Michael Watts, 37, Missing Downtown Since May Day, Found in Portland’s Willamette River

The disappearance of the local Freddie Mercury impersonator remains under investigation.

Michael Watts Michael Watts. (Courtesy of Kourtney Steel)

It’s been nearly two weeks since Multnomah County Sheriff’s River Patrol deputies found the body of Michael Watts floating in the Willamette River. A security guard at LGBTQ clubs and a Freddie Mercury impersonator, Watts disappeared from downtown Portland on the night of May 1.

The Portland Police Bureau said Watts was found near the Fremont Bridge on Tuesday, May 11. Police confirmed his identity with his family before issuing a press release on the evening of Thursday, May 13.

At the time of Watts’ disappearance, friends say he was visiting Portland from Eugene, where he worked as a security supervisor at a hospital. When he lived in Portland, Watts was known for dancing at Stag PDX and CC Slaughters. Friends remembered his Freddie Mercury persona, dubbed “Freddie Hollywood,” as one of the best they’d ever seen.

In the weeks that followed Watts’ disappearance, friends and family posted fliers around downtown, offering a $10,000 reward for information that could lead to finding him.

“He was my best friend,” said Kourtney Steel, who formerly worked security with Watts. “But how many people have said that since he disappeared? That speaks to the character of this man. He drove me all the way to Montana once. I was lonely and sad, and he drove me 12 hours so I could see my family.”

When Steel heard that Watts was missing, she dropped everything to fly in from Las Vegas, where she now lives, to look for him. “I know he would be kicking down doors trying to find me,” Steel said.

Friends remembered Watts at a memorial on May 15, just two days shy of his 38th birthday. They spoke of Watts as a solid and reliable person who went out of his way to support friends.
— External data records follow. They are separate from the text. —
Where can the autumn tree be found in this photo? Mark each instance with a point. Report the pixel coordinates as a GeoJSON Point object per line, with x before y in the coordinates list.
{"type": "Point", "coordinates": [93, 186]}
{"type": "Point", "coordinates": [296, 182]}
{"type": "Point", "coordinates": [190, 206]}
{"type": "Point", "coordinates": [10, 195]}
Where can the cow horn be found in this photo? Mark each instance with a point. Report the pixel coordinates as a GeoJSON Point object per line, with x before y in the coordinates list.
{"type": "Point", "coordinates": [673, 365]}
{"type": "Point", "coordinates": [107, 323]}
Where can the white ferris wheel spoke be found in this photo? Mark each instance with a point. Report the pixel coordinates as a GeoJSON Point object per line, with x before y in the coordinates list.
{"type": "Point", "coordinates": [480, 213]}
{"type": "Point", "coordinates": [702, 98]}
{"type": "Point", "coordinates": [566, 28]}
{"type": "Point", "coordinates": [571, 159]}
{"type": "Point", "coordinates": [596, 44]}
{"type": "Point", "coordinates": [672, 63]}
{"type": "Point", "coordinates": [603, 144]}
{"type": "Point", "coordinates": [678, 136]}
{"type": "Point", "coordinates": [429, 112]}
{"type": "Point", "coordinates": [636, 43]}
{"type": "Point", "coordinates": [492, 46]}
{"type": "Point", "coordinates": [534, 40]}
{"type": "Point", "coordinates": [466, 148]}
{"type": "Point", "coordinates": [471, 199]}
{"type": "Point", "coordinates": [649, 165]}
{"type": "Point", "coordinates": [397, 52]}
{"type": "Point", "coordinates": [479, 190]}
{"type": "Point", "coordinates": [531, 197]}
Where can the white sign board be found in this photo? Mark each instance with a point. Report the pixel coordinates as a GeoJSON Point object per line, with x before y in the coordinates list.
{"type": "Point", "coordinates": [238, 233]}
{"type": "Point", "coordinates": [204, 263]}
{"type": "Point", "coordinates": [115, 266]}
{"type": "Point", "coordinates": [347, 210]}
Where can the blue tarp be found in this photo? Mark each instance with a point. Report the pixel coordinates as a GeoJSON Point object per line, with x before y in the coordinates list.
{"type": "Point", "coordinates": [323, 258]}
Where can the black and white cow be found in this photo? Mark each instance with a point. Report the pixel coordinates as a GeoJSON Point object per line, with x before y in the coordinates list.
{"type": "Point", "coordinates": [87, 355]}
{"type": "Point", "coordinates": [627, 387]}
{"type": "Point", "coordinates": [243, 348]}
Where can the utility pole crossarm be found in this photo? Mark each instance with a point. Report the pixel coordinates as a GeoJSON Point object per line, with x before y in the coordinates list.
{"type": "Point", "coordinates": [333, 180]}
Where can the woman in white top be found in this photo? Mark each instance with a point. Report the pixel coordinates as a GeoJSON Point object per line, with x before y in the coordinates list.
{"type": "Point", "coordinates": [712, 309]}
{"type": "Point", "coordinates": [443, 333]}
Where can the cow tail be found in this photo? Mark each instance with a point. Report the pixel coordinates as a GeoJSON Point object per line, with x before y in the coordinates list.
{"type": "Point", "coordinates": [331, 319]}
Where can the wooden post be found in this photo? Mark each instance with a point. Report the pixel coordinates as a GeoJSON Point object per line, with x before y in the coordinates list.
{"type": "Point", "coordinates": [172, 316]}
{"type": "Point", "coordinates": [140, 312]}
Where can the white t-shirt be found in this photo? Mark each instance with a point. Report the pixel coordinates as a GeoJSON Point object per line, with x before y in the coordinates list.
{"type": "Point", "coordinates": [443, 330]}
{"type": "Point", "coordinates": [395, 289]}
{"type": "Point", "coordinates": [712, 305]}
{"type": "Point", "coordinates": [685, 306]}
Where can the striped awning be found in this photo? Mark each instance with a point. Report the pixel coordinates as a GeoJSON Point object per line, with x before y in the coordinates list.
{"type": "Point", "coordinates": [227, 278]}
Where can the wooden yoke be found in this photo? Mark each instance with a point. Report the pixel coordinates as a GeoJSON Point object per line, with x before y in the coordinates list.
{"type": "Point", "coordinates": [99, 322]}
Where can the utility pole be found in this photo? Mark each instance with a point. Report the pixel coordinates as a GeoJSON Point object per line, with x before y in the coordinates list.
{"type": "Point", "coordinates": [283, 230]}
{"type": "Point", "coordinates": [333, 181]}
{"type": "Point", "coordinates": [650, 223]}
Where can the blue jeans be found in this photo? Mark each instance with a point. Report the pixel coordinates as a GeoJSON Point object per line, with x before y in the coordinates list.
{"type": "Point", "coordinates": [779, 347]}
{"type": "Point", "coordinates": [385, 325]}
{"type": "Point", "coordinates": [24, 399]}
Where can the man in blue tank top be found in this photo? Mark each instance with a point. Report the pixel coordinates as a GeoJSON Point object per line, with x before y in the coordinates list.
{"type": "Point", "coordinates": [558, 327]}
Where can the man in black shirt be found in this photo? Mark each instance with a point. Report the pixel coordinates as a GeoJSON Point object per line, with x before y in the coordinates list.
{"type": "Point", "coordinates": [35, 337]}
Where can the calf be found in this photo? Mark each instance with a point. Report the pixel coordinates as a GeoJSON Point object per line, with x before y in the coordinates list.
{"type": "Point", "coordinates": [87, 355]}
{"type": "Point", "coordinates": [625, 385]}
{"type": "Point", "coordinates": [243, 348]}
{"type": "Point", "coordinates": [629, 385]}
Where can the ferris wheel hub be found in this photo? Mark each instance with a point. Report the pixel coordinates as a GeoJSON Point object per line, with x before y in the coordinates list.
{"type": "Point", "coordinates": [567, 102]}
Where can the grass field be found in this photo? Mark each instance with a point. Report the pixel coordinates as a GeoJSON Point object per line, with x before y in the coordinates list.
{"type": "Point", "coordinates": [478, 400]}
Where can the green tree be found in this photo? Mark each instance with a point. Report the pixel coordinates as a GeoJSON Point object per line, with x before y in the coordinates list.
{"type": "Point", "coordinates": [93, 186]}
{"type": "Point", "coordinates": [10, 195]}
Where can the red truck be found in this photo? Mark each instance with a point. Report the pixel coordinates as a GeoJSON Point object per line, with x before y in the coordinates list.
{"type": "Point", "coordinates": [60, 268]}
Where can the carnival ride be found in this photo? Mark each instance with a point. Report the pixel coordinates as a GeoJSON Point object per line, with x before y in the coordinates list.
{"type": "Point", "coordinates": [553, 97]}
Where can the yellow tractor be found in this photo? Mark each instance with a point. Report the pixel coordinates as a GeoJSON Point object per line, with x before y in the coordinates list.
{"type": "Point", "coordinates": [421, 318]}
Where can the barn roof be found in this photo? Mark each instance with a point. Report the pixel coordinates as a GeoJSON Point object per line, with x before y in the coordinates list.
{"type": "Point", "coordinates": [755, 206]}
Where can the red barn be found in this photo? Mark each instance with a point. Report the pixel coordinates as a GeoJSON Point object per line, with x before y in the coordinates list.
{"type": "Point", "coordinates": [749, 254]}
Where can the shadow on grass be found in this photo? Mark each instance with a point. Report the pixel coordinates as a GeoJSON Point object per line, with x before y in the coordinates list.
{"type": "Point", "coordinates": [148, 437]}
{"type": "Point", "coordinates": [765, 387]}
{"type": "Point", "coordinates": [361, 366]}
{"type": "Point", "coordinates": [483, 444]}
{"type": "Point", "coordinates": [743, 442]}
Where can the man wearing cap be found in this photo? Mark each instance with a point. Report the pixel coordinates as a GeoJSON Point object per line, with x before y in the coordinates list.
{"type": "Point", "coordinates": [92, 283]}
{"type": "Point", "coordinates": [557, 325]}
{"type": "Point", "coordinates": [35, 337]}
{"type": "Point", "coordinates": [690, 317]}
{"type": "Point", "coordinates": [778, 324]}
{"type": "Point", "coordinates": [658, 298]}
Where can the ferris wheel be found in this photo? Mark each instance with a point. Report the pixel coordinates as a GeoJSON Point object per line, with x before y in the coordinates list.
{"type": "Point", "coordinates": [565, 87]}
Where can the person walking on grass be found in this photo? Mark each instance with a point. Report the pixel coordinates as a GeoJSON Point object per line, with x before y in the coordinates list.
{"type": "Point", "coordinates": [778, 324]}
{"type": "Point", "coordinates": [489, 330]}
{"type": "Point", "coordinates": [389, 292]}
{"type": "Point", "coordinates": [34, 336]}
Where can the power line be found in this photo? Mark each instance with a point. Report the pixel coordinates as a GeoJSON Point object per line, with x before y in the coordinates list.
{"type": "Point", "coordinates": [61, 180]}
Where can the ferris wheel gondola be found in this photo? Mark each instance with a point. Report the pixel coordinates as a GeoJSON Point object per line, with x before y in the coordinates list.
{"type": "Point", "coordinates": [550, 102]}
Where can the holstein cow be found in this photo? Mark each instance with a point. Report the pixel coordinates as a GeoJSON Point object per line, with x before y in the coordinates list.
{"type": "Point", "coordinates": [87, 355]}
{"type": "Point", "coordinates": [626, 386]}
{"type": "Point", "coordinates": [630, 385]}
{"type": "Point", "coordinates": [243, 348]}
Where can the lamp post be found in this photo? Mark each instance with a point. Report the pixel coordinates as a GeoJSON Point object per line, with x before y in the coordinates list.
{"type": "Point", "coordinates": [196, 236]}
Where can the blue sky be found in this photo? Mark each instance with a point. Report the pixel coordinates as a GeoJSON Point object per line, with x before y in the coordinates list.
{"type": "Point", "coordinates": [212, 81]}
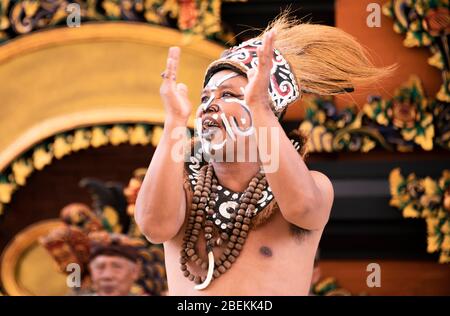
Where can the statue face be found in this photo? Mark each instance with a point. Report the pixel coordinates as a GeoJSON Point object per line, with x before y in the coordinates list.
{"type": "Point", "coordinates": [63, 255]}
{"type": "Point", "coordinates": [113, 275]}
“He had been trying to get me go-go dancing,” said Bruce Bear, another former security co-worker. “I would say, ‘Nobody wants to see that,’ and he would say, ‘Oh yes they do!’ He just knocked that self-doubt down and replaced it with positive affirmations. Even with more serious things. Like, once I worried that I wasn’t good at security, and he hit me with 10 reasons why I was excellent—just right off the top of his head.”

The circumstances of Watts’ death remain unknown at this time, and stories surrounding his disappearance conflict. For instance, NBC’s Dateline initially reported that Watts was set to perform that night, but the report doesn’t match what was possible under local COVID restrictions at that time.

“I know he didn’t put himself in that river,” Bear said. “He was making plans for the future. Performances he wanted to do when venues opened back up. Nursing school.”

PPB stated in its release that “the cause and manner of death are not yet determined. The investigation is continuing.” Police haven’t released any updates since May 13 but say that a toxicology screening process takes 12 to 16 weeks to complete.